Perennials are great for providing continued crops, but they still need attention. Many require regular pruning and fertilizing to continue to thrive. Many fall herbs, berry plants, and flowering bushes like a good trim in the fall, however not all do. Some prefer to keep their branches until spring, or in the case of an apple tree and holly mid-winter. Pruning can also differ based on your growing zone. This is a case where calling your local extension office for specifics is a good idea.
Similarly, there are many plants like lilies that can be split or moved in the fall. If you already know your lilies are going to be huge next year, try splitting them and moving some to another part of the garden, or giving them away altogether.
Turn your Compost
If you are a composter you have probably been adding to the pile and turning it all summer. Fall is the time to give it one last fluff before the winter slumber. I suggest pulling out roughly the amount you plan on using to prep the soil (see below) then adding in all the leftover stuff from the garden clean up. Give it a good toss, add water if its looking dry and cover it (or not) for winter.
To help your compost pile work all winter long build it extra large with leaves, grass clippings, sawdust and kitchen scraps. If the pile is large enough it will remain warm and working at the center.
Prep the Soil
Don’t wait for spring to feed your soil. Fall is a great time to add compost, manure, bone meal, and other additives so that they have some time to break down before the plants need their resources. It also means that you don’t have to wait until the soil drains in the spring to start planting.
Once you have added your desired amendments make sure to mulch, add plastic cover, or plant cover crops. Covering the soil in this way will help prevent runoff, and potentially add even more nutrients to the soil. Typically cover crops are added a month or so before the first killing frost. Contact your local extension for more info on cover crops for your area. I prefer to mulch my beds because again my garden is small, and the mulch can be turned in to add further nutrients in the spring. Personally, I also think this is the easiest method since plastic is something I try to avoid.
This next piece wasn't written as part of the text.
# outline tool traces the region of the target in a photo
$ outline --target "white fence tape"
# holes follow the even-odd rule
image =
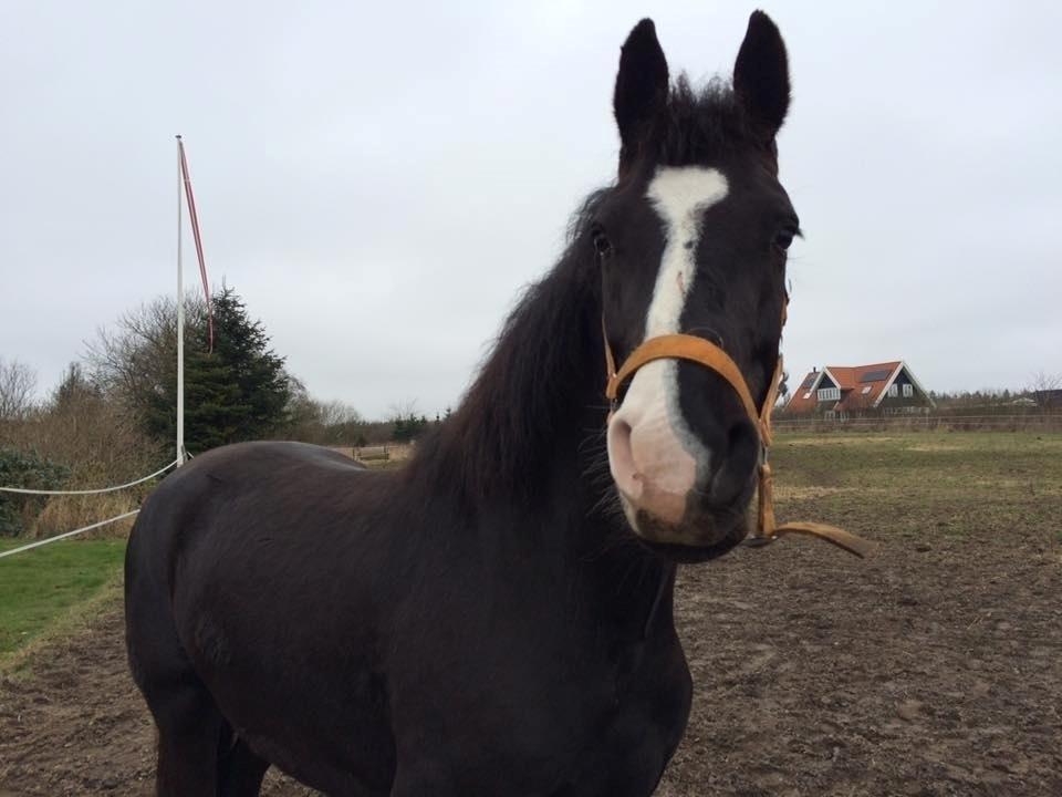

At the end of the season, I like to take the time to reflect on everything that transpired (evidence: Here and Here). What went well? What didn’t go so well? What would I do differently? This can not only help you plan your garden next year but also give yourself a pat on the back for finally getting a solid carrot crop (it took years!). Write these down somewhere. Winter is long and you will probably forget at least half of the things you wanted to remember.